Pun tak pernah ada jawaban yang patut diterima, kenapa bapak hanya memasang papan nama ‘ROTI’ di depan tokonya, dulu. Atau karena bapak memang orang yang begitu simpel sehingga tak begitu tertarik untuk meniru toko sebelah yang punya nama ‘Surya Abadi, atau toko kelontong  ‘Masagena’ di sudut pasar, atau paling tidak mengambil namanya saja sehingga lebih terkesan aura kepemilikan ‘Toko Baharuddin’ seperti yang umumnya dilakukan para pemilik toko. Ah, apapun itu … satu-satunya alasan yang paling logis kenapa pada akhirnya harus mengakui nama toko itu, karena produknya memang hanya satu, roti. Satu-satunya toko roti di kota kecil ini. Dan bukan lagi hal yang sulit ketika ada pertanyaan : Dimana toko ROTI’?, selain jawabnya cuma satu : di depan pasar sentral.

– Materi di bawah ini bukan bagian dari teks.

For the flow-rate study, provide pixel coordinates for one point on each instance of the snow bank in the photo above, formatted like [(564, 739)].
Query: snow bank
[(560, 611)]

Dan koki tak tergantikan itu adalah bapak. Lelaki yang otot-otot kekarnya memang sudah tercipta untuk membanting adonan roti yang berkilo banyaknya. Pernah sekali kutanya pada rentang waktu jauh yang telah lewat : Kenapa harus bapak? Kenapa bukan ibu saja? Pertanyaan ini jelas mengandalkan nalarku mengingat pekerjaan seperti ini lebih dekat dengan perempuan, pada umumnya. Dan jawaban bapak telah mengantarkan pada realita yang harus kuakui : Roti adalah pengaduan kekuatan, dan kekuatan itu ada pada laki-laki. Mungkin karena itu, pada sebagian besar belahan dunia yang telah kutapak, koki-koki terbaik adalah laki-laki.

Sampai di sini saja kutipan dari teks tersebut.